Our inquiry is about two aspects of Eckhart’s theology of the Trinity. One aspect (treated in Part I, which appeared in last month’s issue of New Blackfriars pp. 169—181) is his use of the notion of bullitio (‘boiling’) in the Latin treatises to explain personal procession and plurality within God. The other is the distinction in Eckhart’s German sermons between the Trinity and the undifferentiated Godhead beyond the Trinity.
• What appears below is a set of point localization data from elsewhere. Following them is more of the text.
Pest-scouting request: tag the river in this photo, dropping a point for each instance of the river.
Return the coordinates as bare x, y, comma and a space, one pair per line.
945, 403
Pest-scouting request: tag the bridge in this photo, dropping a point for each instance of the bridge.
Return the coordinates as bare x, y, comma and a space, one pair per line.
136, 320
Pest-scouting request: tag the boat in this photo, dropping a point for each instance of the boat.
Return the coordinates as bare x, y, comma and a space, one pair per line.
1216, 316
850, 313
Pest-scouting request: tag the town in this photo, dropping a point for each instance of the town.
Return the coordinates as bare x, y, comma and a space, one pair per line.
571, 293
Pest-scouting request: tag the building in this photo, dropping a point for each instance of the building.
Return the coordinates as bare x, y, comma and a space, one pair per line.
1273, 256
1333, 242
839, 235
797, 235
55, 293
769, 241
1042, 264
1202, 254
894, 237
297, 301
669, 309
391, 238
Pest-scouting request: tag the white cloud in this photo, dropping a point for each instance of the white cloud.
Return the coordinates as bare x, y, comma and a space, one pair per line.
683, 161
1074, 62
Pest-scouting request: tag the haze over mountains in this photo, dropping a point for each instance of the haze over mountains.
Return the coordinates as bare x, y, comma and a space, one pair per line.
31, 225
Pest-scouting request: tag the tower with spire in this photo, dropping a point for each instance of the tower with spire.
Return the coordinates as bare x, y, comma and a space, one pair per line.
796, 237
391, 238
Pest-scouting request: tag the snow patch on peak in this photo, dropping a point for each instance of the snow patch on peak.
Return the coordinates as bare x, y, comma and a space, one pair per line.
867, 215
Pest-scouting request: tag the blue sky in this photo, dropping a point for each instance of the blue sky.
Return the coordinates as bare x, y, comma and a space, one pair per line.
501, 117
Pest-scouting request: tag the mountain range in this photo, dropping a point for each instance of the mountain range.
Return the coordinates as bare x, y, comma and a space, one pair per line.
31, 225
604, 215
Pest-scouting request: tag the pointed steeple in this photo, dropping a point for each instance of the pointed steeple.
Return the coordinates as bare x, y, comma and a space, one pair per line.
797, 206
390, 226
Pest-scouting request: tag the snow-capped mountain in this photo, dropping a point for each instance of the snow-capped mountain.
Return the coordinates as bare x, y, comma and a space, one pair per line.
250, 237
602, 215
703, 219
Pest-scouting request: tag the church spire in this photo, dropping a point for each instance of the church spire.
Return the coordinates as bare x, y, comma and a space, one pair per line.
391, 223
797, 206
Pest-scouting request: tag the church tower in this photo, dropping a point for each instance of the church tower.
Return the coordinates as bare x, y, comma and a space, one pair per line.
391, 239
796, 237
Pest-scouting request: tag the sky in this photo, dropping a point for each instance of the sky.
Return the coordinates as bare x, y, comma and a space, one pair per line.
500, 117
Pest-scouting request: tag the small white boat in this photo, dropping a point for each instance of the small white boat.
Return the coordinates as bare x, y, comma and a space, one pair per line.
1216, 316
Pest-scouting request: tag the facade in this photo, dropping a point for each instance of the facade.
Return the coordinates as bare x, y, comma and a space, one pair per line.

The conclusions drawn from the first part of this study were as follows:
Bullitio is a metaphor depicting the generation of the Son from the Father. It also depicts the procession of the Holy Spirit, but this aspect is less developed in the texts we have considered. The metaphor represents an attempt to explain and to understand not only the nature of this generation but also the reason for it. I have argued that Eckhart, unlike Aquinas, allies himself with the tradition of a priori proofs of the Trinity. Bullitio is a metaphor for the self-diffusiveness of the good, and is related to Bonaventure’s notion of fountain-like fulness (plenitudo fontalis). Bonaventure finds in the latter attribute, which he regards as a property of the Father, the reason for plurality in God. There are no grounds to suppose that the idea of bullitio involves a distinction between God as Trinity and as the hidden Godhead.
Ebullitio, the first moment, as it were, of the creative emanation from God, is rooted in bullitio, and these two ideas are linked by that of formal emanation. The generation of the Son is a formal emanation; it is also the formal cause of creatures, insofar as this cause is considered in abstraction from their efficient and final causes.